Rolston String Quartet
Rolston String Quartet
The acclaimed Rolston String Quartet was formed in the summer of 2013 in Alberta, Canada, at the Banff Centre for Arts and Creativity’s Chamber Music Residency. It takes its name from Canadian violinist Thomas Rolston, founder and longtime director of the Music and Sound Programs at the Banff Centre.
The quartet was awarded First Prize at the 12th Banff International String Quartet Competition, and was the 2018 recipient of Chamber Music America’s Cleveland Quartet Award—the first international ensemble chosen for that prestigious honor.
Since the quartet’s recording debut with Souvenirs—an all-Tchaikovsky album that was released in 2019 and named Recording of the Month by BBC Music Magazine—it continues to receive praise and recognition for its musical excellence. It has performed at numerous prestigious venues including Carnegie Hall, London’s Wigmore Hall, the Freer Gallery in Washington, DC, and UCLA’s Herb Alpert School of Music; at chamber music societies in Calgary, Vancouver, Houston, Detroit, Phoenix, Fort Worth, Kansas City, Philadelphia, and Portland (OR); and in such European cities as Paris, Leipzig, Berlin, Lucerne, Heidelberg, Barcelona, and Graz.
Notable artistic collaborators have included David Shifrin, Janina Fialkowska, Gary Hoffman, Nobuko Imai, Miguel da Silva, and the St. Lawrence and Dover quartets.
The quartet’s 2021-22 schedule includes concerts at Music Mountain (CT), Bay Chamber Concerts and the Collins Center for the Arts (ME), Chamber Music Raleigh (NC), Palm Beach State College (FL), Music at Kohl Mansion (CA), and the Doudna Fine Arts Center at Eastern Illinois University.
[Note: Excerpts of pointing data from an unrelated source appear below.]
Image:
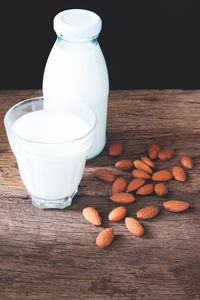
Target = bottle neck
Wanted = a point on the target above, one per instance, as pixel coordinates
(76, 45)
(92, 40)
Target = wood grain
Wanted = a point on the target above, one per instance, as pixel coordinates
(51, 254)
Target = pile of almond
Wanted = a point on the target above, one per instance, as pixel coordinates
(122, 191)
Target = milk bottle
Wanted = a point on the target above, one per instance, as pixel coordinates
(76, 68)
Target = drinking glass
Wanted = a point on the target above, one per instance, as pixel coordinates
(50, 171)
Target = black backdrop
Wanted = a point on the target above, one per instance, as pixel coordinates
(147, 44)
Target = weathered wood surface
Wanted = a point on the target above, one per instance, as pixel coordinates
(52, 254)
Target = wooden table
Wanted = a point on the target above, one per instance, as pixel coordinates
(51, 254)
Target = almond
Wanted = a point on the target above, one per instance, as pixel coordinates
(117, 214)
(119, 185)
(91, 215)
(135, 184)
(142, 166)
(153, 150)
(146, 189)
(122, 198)
(134, 226)
(176, 205)
(186, 162)
(105, 238)
(163, 175)
(140, 174)
(115, 149)
(147, 212)
(104, 175)
(178, 173)
(125, 164)
(147, 161)
(161, 189)
(166, 154)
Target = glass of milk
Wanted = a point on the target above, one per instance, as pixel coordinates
(51, 146)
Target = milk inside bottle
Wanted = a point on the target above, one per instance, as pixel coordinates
(76, 68)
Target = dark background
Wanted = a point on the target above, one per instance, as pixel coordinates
(147, 44)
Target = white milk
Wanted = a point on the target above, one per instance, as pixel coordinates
(50, 168)
(77, 70)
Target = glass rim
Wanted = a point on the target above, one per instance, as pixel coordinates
(41, 98)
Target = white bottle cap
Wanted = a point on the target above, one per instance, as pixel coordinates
(77, 24)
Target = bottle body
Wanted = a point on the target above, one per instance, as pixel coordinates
(77, 71)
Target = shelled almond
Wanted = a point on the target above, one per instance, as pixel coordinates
(179, 173)
(105, 238)
(92, 215)
(122, 191)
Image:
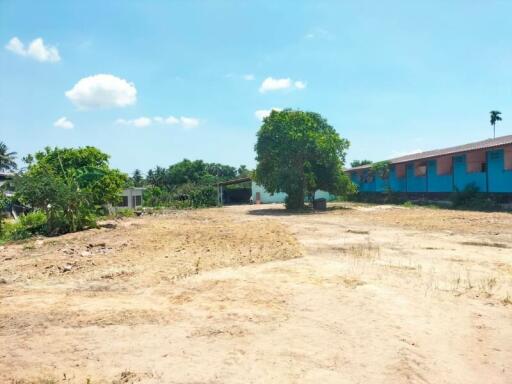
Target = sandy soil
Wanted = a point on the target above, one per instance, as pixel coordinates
(358, 294)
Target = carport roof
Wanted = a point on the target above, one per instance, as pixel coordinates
(234, 181)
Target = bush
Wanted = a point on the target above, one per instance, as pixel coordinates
(471, 198)
(34, 222)
(188, 195)
(125, 212)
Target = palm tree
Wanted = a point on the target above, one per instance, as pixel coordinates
(7, 162)
(495, 116)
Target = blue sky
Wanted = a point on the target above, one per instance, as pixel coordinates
(185, 78)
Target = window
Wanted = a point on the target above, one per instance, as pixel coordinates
(420, 169)
(444, 165)
(400, 171)
(476, 162)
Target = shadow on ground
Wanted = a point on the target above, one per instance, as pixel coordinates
(281, 211)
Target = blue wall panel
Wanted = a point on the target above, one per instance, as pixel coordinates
(415, 183)
(396, 184)
(462, 178)
(500, 180)
(438, 183)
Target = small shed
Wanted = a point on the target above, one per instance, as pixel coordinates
(132, 198)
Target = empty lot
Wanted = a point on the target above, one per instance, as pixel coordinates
(358, 294)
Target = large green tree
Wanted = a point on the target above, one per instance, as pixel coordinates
(69, 185)
(298, 153)
(7, 158)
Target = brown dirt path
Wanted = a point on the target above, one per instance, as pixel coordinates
(382, 295)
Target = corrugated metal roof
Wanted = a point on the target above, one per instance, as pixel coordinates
(484, 144)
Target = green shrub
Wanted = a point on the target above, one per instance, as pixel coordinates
(125, 212)
(471, 198)
(34, 222)
(14, 231)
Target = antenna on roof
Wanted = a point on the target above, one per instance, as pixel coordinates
(495, 116)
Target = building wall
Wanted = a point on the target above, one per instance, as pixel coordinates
(414, 183)
(490, 171)
(461, 176)
(397, 179)
(437, 182)
(500, 179)
(268, 198)
(130, 193)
The Rolston String Quartet is represented in the United States by New York-based Sciolino Artist Management.
Tickets: $36, including fees. K-12 free with accompanying adult.
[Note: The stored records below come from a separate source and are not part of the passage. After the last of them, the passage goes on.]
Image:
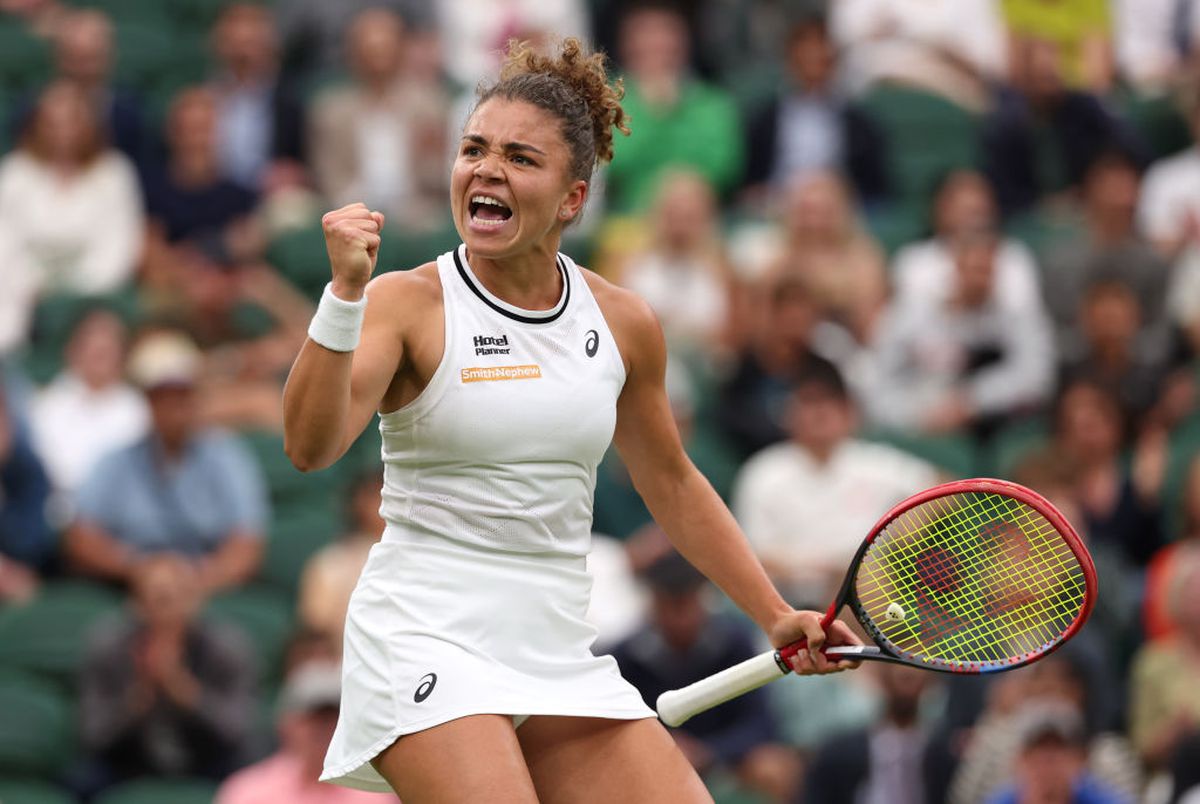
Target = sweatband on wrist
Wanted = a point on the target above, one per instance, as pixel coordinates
(337, 323)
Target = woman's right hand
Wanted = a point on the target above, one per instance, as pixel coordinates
(352, 239)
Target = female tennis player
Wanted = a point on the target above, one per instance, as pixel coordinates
(501, 372)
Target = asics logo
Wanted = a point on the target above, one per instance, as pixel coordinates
(425, 688)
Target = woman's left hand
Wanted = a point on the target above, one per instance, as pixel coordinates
(807, 625)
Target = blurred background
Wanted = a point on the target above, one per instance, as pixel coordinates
(891, 243)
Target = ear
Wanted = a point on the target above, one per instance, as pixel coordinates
(573, 202)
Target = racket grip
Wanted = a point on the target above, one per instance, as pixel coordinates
(677, 706)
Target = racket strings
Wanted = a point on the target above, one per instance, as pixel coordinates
(970, 579)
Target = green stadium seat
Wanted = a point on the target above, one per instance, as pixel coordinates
(295, 534)
(37, 730)
(927, 137)
(161, 791)
(48, 635)
(953, 453)
(29, 791)
(24, 59)
(263, 615)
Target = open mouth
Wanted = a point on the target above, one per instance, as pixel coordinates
(489, 211)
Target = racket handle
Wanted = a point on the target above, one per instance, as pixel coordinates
(677, 706)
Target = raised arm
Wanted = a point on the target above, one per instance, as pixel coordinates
(682, 499)
(331, 395)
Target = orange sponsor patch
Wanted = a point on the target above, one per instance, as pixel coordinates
(489, 373)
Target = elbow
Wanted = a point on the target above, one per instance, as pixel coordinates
(304, 459)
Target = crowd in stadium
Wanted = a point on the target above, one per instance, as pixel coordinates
(889, 241)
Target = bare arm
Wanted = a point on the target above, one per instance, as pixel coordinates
(330, 396)
(684, 503)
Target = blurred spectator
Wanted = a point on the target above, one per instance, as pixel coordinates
(826, 247)
(895, 761)
(1050, 765)
(312, 33)
(1158, 619)
(375, 141)
(670, 107)
(88, 409)
(259, 119)
(83, 55)
(1170, 198)
(1042, 138)
(753, 403)
(191, 196)
(1155, 41)
(478, 34)
(183, 490)
(330, 575)
(163, 691)
(949, 47)
(70, 210)
(807, 503)
(811, 126)
(1120, 501)
(25, 537)
(964, 202)
(249, 321)
(1080, 31)
(1110, 354)
(1055, 693)
(971, 359)
(305, 719)
(684, 642)
(1111, 250)
(1164, 707)
(681, 270)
Joseph Haydn: String Quartet in D Major, Op. 33, No. 6
Gabriela Lena Frank: Leyendas
Joseph Haydn: String Quartet in B Minor, Op. 33, No. 1
Felix Mendelssohn: String Quartet in E Minor, Op. 44, No. 2
By Laura Artesani, D.M.A.
String Quartet in D major, Op. 33 No. 6 by Franz Joseph Haydn
Although Haydn was not the first composer to write string quartets, he was the first composer to fully realize the possibilities of this genre. Consequently, he is widely known as “the father of the string quartet.” The six quartets that comprise Opus 33 were written in 1781. They were the first string quartets that Haydn had written for ten years, having channeled his energy into composing five operas and other works in the meantime. The traditional minuets in this set are replaced by animated scherzos (Italian for “trick” or “joke’). Author James M. Keller writes of Op. 33, “This set proved so popular with musicians that it effectively reinvigorated widespread interest in the composition of string quartets. It gave rise directly to the great quartets of Mozart’s maturity (most immediately to the younger composer’s six quartets dedicated to Haydn), and at a gap of about fifteen years, to the early quartets of Beethoven, who was briefly Haydn’s composition pupil.” This set is known as the Russian, because it is dedicated to Grand Duke Paul of Russia. The first performance of these quartets took place on Christmas Day of 1781, at the apartment of the Duke’s wife, the Grand Duchess Maria Feodorovna in Vienna.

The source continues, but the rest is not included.